We’re going to be doing what Bud Light does best, and really saying it like it is with a goal to make people smile.

Elise Dickinson, AB InBev

The hard seltzer category was worth $3.8bn in the US in 2019, according to Allied Research, which expects it to nearly triple to a $10.9bn by 2027.

Dickson says the UK is primed for similar growth, with hard seltzers establishing itself as a “category here to stay”. Using proprietary data and Nielsen stats, Budweiser is forecasting the sector will grow from £5.6m in 2020 to £600m in the UK over the next four years.

Standing out in a crowded market

Dickson says now is the right time to tap into the hard seltzer category due to a rapidly changing drinking audience.

She believes Bud Light’s strategy in the US where it has taken a more light and comedic approach to its marketing, will also resonate in the UK, so the brand is not “shooting in the dark” with the new venture.

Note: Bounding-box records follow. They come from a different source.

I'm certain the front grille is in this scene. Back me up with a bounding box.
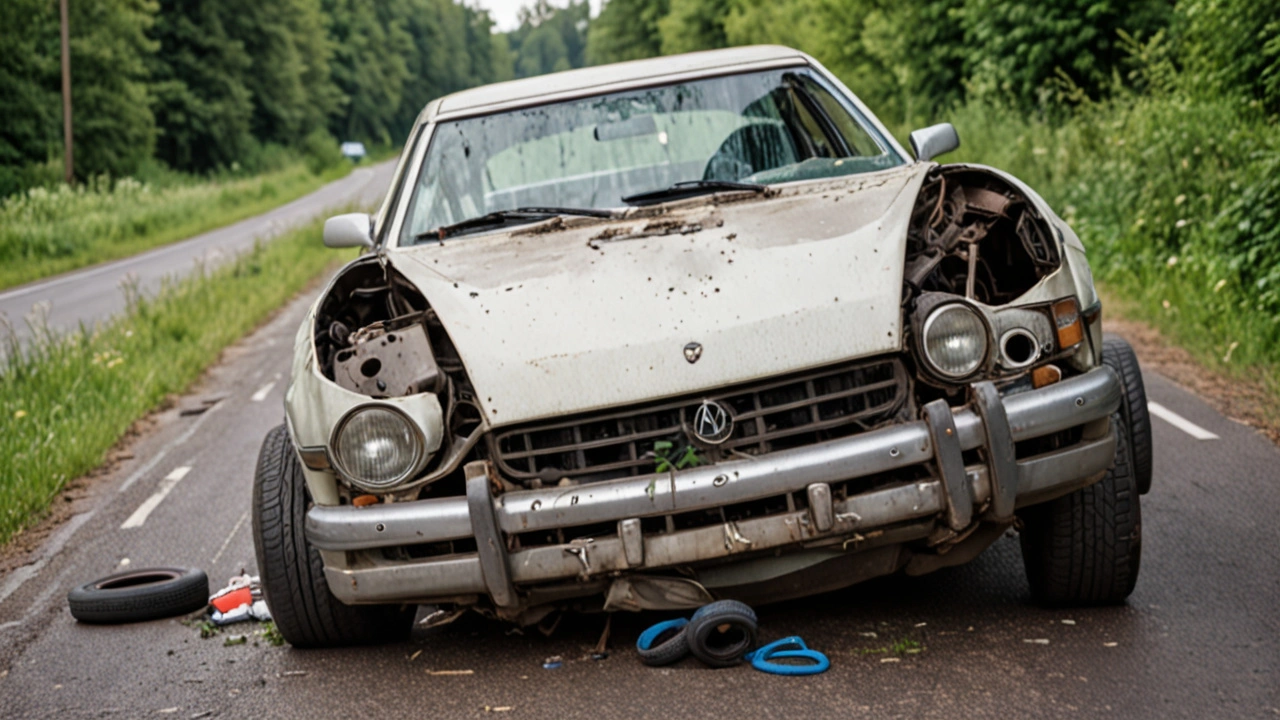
[489,357,909,483]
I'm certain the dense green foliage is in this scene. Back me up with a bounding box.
[507,0,591,77]
[586,0,1280,368]
[0,220,345,546]
[0,0,509,196]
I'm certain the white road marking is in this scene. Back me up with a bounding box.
[119,400,223,493]
[1147,401,1217,439]
[250,380,278,402]
[120,465,191,530]
[209,510,248,565]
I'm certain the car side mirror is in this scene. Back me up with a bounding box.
[324,213,374,247]
[911,123,960,161]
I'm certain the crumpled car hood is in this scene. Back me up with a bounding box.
[389,163,929,425]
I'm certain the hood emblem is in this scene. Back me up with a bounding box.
[685,342,703,365]
[694,400,733,445]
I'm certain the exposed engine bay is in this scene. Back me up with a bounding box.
[314,256,481,479]
[904,167,1061,305]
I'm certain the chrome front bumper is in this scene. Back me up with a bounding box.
[306,366,1121,609]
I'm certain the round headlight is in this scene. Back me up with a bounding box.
[923,304,987,378]
[333,406,422,489]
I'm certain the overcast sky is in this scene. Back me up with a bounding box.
[467,0,600,32]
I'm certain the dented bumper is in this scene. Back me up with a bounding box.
[306,366,1121,609]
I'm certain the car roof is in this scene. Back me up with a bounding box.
[430,45,810,122]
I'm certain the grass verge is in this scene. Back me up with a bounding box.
[0,161,366,290]
[0,223,335,546]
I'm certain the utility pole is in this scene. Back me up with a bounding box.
[58,0,76,184]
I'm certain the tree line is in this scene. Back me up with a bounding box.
[0,0,512,195]
[0,0,1280,196]
[585,0,1280,126]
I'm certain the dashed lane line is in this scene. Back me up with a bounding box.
[250,375,280,402]
[119,402,223,493]
[1147,401,1217,439]
[120,465,191,530]
[209,510,248,565]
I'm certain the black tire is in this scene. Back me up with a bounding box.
[685,601,758,667]
[1102,334,1153,495]
[253,425,413,647]
[636,624,689,667]
[1018,413,1142,606]
[689,600,758,623]
[67,568,209,624]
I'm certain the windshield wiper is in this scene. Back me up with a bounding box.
[622,181,765,205]
[415,208,613,240]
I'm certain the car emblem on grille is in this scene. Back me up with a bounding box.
[694,400,733,445]
[685,342,703,364]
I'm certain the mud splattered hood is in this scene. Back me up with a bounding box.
[389,164,928,425]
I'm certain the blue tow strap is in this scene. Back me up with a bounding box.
[636,618,689,650]
[746,635,831,675]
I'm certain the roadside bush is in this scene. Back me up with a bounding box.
[302,129,346,176]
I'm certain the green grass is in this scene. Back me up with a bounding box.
[921,94,1280,420]
[0,223,338,546]
[0,161,352,290]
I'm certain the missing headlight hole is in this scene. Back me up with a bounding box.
[1000,328,1039,368]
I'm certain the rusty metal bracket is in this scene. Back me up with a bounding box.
[973,380,1018,521]
[618,518,644,568]
[808,483,836,533]
[462,460,517,607]
[924,398,973,530]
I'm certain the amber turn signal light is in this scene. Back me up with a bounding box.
[1053,297,1084,350]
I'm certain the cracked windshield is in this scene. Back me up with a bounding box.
[401,69,902,245]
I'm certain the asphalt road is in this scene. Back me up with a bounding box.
[0,280,1280,720]
[0,160,396,342]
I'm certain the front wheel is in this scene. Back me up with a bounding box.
[1018,413,1142,606]
[253,425,413,647]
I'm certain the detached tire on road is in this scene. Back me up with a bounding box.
[1102,334,1153,495]
[253,425,413,647]
[67,568,209,624]
[1018,413,1142,606]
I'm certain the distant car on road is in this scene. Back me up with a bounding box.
[340,142,365,163]
[255,46,1152,646]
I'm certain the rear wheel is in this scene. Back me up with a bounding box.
[1018,413,1142,606]
[253,425,413,647]
[1102,334,1152,495]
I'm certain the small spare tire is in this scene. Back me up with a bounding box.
[67,568,209,623]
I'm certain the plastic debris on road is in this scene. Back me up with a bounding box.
[209,574,271,625]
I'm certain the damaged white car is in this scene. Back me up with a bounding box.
[253,47,1152,646]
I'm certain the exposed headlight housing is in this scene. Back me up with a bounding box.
[920,302,988,379]
[330,405,425,492]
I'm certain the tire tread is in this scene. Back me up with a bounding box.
[253,425,412,647]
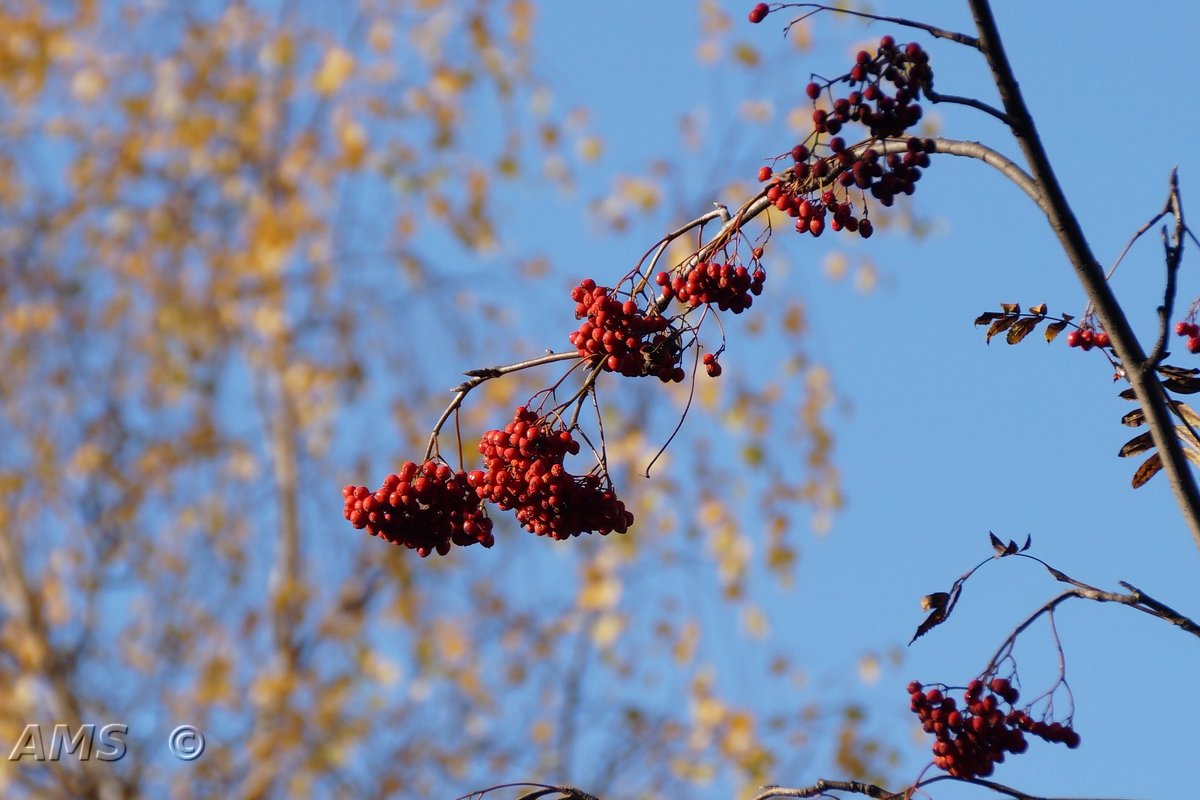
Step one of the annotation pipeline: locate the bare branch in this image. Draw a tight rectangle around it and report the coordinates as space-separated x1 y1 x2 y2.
1150 172 1194 367
923 82 1012 126
779 2 979 50
968 0 1200 547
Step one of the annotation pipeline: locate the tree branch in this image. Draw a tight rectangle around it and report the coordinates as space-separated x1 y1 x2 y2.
780 2 979 50
968 0 1200 547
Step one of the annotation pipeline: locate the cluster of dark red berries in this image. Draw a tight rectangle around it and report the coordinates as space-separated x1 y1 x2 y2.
758 36 937 239
1067 327 1108 353
569 278 684 383
342 459 496 558
805 36 934 139
467 405 634 540
1175 323 1200 353
654 261 767 314
907 678 1079 778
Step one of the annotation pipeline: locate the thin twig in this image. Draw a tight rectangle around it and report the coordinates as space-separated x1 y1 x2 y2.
779 2 979 50
922 80 1012 126
424 351 580 461
1150 172 1187 366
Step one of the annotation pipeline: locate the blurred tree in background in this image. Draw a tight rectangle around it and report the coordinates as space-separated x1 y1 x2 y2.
0 0 864 800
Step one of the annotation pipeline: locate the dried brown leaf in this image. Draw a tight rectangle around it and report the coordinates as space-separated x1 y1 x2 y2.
1045 319 1069 342
976 311 1004 325
1169 401 1200 426
908 607 946 644
1133 453 1163 489
1121 408 1146 428
1117 431 1154 458
1163 375 1200 395
1158 363 1200 378
1007 317 1042 344
985 317 1020 344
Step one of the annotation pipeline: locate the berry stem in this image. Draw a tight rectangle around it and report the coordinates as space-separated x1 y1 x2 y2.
784 2 980 50
422 350 580 461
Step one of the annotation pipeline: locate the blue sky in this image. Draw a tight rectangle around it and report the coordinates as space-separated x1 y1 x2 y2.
494 1 1200 798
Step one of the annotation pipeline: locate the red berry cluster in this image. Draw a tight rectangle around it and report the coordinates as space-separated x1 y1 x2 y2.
758 36 937 239
1067 327 1108 353
1175 323 1200 353
805 36 934 139
907 678 1080 778
467 405 634 540
654 261 767 314
569 278 684 383
342 459 496 558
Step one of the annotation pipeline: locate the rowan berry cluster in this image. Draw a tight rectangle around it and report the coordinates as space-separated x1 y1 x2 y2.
1067 327 1112 350
569 278 684 383
907 678 1080 778
342 459 496 558
1175 323 1200 354
654 261 767 314
758 36 937 239
467 405 634 540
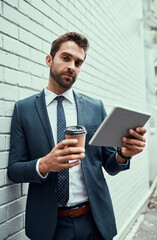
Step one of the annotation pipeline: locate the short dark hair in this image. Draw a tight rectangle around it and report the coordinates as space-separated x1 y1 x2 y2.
50 32 89 59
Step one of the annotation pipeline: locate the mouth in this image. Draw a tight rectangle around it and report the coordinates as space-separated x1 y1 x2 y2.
63 74 74 78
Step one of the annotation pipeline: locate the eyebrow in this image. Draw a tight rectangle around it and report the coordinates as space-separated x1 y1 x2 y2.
61 52 84 63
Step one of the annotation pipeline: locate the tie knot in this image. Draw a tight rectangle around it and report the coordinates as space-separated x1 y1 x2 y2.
55 96 65 103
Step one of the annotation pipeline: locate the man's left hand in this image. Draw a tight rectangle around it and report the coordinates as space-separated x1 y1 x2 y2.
118 127 147 163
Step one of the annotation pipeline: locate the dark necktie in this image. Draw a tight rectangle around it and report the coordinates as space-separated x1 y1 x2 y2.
56 96 69 206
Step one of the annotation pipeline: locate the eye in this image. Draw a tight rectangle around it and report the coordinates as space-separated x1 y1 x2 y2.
75 61 82 67
62 56 69 61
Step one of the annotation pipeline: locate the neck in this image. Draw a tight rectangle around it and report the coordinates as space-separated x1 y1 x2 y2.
46 78 70 95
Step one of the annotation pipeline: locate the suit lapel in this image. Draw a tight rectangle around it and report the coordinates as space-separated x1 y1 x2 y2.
35 90 55 148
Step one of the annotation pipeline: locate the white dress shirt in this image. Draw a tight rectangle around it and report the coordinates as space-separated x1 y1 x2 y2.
36 88 88 206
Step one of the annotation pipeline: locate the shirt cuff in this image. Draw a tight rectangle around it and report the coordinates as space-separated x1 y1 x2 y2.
36 158 48 180
116 156 130 170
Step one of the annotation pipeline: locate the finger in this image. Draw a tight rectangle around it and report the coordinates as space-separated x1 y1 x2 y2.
124 143 144 154
58 153 85 163
135 127 147 135
60 147 85 156
122 137 145 147
56 139 78 149
129 129 146 142
61 160 81 169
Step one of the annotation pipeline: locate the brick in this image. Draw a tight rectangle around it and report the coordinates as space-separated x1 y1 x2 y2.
7 197 26 220
7 230 29 240
0 83 18 101
0 205 7 224
19 88 37 99
0 68 4 82
5 169 12 185
4 0 18 8
31 0 51 17
43 14 60 35
5 135 10 150
43 40 51 55
0 184 21 205
20 58 42 77
3 36 30 58
4 68 31 87
1 18 18 39
0 152 9 168
22 183 29 196
0 169 5 187
0 1 2 15
0 51 18 69
32 74 48 91
30 18 52 42
0 117 11 133
0 33 3 48
19 1 42 24
3 3 31 30
4 101 15 117
0 100 4 116
43 67 50 81
31 48 46 65
44 0 60 12
0 135 5 151
19 28 42 49
0 222 8 239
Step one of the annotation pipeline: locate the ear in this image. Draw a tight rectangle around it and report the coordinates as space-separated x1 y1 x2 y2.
45 55 52 67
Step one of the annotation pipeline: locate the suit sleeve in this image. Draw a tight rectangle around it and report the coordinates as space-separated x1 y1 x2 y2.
101 102 130 175
8 103 45 183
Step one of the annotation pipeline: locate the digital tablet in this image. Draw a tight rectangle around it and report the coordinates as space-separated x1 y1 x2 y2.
89 107 150 147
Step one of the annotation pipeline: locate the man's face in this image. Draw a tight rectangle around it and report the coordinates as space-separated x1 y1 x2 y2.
50 41 85 90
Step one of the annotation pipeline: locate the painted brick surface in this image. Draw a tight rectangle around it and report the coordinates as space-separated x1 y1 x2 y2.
0 0 149 240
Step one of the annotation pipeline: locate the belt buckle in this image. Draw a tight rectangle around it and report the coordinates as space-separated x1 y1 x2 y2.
69 209 73 217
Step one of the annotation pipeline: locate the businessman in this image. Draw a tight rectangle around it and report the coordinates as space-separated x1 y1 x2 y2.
8 32 146 240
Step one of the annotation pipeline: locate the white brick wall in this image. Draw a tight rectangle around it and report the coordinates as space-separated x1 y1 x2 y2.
0 0 149 240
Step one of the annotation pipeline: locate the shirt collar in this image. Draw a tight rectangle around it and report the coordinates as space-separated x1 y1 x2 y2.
44 87 74 106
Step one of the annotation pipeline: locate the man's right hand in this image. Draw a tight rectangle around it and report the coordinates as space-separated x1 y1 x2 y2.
39 139 85 176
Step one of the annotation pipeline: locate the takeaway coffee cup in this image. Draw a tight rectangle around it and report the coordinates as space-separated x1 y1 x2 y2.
64 126 87 147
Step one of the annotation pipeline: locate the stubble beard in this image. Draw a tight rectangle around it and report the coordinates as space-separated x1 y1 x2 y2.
50 68 76 89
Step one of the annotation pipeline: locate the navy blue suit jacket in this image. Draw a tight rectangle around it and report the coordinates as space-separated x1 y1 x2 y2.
8 91 129 240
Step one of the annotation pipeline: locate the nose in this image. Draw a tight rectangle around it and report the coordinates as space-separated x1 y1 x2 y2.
67 61 75 72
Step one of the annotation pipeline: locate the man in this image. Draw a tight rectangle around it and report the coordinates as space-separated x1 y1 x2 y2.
8 32 146 240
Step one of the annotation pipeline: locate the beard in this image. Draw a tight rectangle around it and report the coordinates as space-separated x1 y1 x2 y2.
50 67 76 89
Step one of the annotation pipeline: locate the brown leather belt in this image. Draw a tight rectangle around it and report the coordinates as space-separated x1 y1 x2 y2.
58 204 91 217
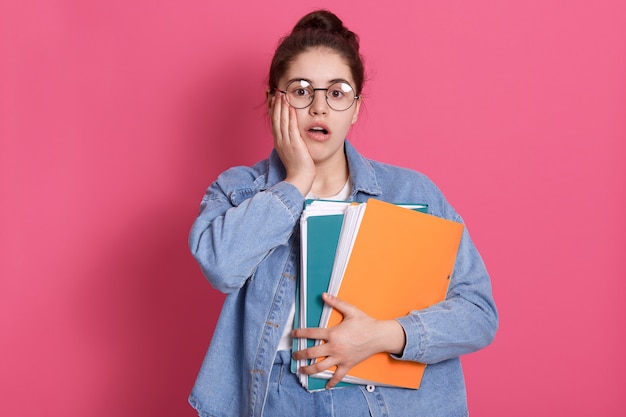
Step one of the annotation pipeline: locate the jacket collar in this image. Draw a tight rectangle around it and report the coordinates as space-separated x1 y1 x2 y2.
263 140 382 195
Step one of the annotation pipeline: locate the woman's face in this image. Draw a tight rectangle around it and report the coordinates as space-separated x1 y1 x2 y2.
278 49 361 165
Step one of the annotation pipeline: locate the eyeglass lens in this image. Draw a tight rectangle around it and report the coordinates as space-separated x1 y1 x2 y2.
286 80 356 111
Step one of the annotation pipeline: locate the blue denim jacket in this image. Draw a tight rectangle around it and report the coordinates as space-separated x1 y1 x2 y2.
189 141 498 417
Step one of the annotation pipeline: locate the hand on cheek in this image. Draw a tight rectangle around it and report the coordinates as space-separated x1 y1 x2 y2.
270 92 315 195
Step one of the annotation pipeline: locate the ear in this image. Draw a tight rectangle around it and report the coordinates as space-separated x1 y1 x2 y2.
265 89 272 110
350 97 363 124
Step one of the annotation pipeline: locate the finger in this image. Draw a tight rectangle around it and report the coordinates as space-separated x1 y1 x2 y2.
287 101 300 139
271 93 281 142
322 292 360 318
291 327 328 340
300 352 335 375
326 366 348 389
280 94 291 143
292 344 329 360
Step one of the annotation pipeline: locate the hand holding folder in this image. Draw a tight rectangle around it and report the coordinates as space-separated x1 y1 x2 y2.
300 199 463 388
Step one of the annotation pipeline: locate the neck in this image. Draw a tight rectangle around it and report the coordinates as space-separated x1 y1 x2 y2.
311 155 349 198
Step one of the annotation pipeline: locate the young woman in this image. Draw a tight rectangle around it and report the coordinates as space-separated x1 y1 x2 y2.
189 11 497 417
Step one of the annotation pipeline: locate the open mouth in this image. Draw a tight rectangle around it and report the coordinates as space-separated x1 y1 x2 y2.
309 126 328 135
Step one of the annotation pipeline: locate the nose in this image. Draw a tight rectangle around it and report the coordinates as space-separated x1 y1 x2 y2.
309 89 328 115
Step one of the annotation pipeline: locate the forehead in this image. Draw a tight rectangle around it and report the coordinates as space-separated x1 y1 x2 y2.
279 49 354 86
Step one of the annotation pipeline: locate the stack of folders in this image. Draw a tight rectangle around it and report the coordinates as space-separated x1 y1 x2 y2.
292 199 463 391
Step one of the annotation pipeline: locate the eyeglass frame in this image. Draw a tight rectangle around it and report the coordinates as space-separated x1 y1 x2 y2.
274 78 361 111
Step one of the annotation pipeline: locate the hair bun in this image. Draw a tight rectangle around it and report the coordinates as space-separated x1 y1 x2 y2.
291 10 349 36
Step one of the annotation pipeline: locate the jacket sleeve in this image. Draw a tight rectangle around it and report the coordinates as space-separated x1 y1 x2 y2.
189 171 304 293
394 215 498 364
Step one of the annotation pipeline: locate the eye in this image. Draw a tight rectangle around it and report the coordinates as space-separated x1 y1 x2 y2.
291 88 309 97
328 88 344 99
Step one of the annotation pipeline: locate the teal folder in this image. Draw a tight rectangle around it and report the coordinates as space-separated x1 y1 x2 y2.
291 200 428 391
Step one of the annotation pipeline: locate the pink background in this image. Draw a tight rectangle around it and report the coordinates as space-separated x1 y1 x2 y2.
0 0 626 417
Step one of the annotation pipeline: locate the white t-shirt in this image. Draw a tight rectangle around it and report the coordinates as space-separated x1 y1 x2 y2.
278 177 352 350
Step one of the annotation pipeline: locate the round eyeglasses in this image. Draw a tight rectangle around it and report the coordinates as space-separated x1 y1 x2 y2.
276 80 359 111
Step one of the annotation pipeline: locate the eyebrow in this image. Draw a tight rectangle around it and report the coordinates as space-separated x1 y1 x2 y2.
287 77 352 85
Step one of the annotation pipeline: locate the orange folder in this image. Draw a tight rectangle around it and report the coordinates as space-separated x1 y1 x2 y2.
328 199 464 389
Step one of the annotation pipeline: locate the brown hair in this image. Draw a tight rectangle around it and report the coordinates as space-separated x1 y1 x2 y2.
269 10 365 95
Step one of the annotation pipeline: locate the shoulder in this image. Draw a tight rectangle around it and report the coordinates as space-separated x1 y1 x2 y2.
367 159 458 219
204 159 269 201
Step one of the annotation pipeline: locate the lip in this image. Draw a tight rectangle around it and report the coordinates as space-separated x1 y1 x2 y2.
304 122 331 142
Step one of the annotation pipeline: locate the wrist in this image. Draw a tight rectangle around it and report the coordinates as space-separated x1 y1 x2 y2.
372 320 406 355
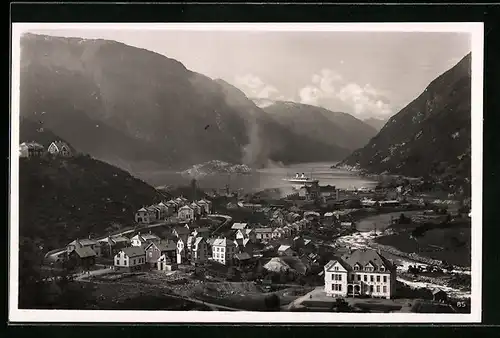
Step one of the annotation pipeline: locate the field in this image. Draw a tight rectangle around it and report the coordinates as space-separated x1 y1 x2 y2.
376 223 471 267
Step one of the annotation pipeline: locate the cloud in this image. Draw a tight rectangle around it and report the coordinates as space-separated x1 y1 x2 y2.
234 74 279 99
299 69 392 118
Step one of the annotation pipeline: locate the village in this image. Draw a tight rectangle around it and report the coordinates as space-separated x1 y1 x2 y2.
20 141 470 312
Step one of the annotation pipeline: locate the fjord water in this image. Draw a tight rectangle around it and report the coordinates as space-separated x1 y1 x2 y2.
139 162 377 191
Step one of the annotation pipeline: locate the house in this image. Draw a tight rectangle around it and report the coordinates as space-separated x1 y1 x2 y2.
177 205 195 221
190 237 208 264
231 223 248 230
432 288 448 302
234 238 255 255
191 227 210 238
144 240 177 266
99 236 130 257
196 199 212 215
130 232 160 246
278 245 294 256
319 185 338 199
176 238 189 264
156 255 177 271
324 249 396 299
69 246 97 271
255 228 273 242
236 229 256 243
172 226 189 243
66 239 101 257
114 246 146 272
212 238 236 265
271 228 285 239
47 141 73 157
189 202 203 216
19 142 45 158
146 205 162 221
135 207 156 224
234 252 253 266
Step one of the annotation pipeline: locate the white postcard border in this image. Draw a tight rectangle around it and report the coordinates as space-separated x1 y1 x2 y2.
9 22 484 324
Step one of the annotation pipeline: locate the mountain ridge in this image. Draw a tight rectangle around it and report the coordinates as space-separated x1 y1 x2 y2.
339 53 472 191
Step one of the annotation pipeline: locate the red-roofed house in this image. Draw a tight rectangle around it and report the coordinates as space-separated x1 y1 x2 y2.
324 250 396 299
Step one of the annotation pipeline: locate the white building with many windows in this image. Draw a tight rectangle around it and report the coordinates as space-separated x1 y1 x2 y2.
324 250 396 299
212 238 237 265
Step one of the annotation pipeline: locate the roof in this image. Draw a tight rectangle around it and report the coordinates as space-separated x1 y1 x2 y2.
192 237 203 245
110 236 130 243
212 238 236 246
234 252 252 261
231 223 248 230
141 234 160 241
174 227 189 235
121 246 146 257
195 228 210 233
68 238 99 246
75 246 97 258
255 228 273 233
19 142 44 149
342 249 394 270
152 240 177 252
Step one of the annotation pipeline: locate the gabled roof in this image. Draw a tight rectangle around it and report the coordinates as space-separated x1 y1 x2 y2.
212 238 236 247
193 237 203 246
231 223 248 230
174 226 189 235
75 246 97 258
255 228 273 233
325 258 352 271
141 234 160 241
234 252 252 261
342 249 394 270
278 245 291 251
121 246 146 258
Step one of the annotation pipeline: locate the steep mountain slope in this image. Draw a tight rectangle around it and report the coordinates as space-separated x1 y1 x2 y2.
255 100 377 151
341 54 471 184
20 34 346 171
19 123 161 250
363 117 387 131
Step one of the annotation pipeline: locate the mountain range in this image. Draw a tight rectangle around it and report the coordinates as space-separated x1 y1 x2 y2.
20 34 376 172
340 53 471 182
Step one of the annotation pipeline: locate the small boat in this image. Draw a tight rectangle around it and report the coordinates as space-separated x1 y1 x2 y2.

“As a global company, we’re really fortunate to have amazing insights from other markets including the US. From those insights we know what consumers are looking for when it comes to hard seltzer. We know that young people really have a desire to lead a balanced lifestyle but without sacrificing fun and that seltzers have really tapped into those needs,” says Dickson.

She believes Bud Light’s “fun brand personality” will help it stand out in the increasingly crowded market.

“We’re going to be doing what Bud Light does best, and really saying it like it is with a goal to make people smile. So in terms of explaining what the product is, we’re going to be explaining that seltzer is fruity fizzy water with a kick,” she adds.

‘We want to lead’: Heineken jumps on emerging hard seltzer trendCentral to catapulting Bud Light Seltzer into the UK consciousness is its sponsorship of England Men’s football team ahead of the delayed Euros tournament. The brand believes this will set it up for a sales charge, particularly as 55% of shoppers are more likely to purchase brands that are official sponsors of football tournaments over their usual brands, according to a survey by agency We Are Alexander.

The campaign will also “lean heavily” on social and YouTube with culturally relevant content to target its audience of 18- to 34-year-olds, to ensure the brand is “in all the right places our audience is going to be,” says Dickson. Success will be measured by a rise in Bud Light Seltzer’s brand awareness, among other metrics.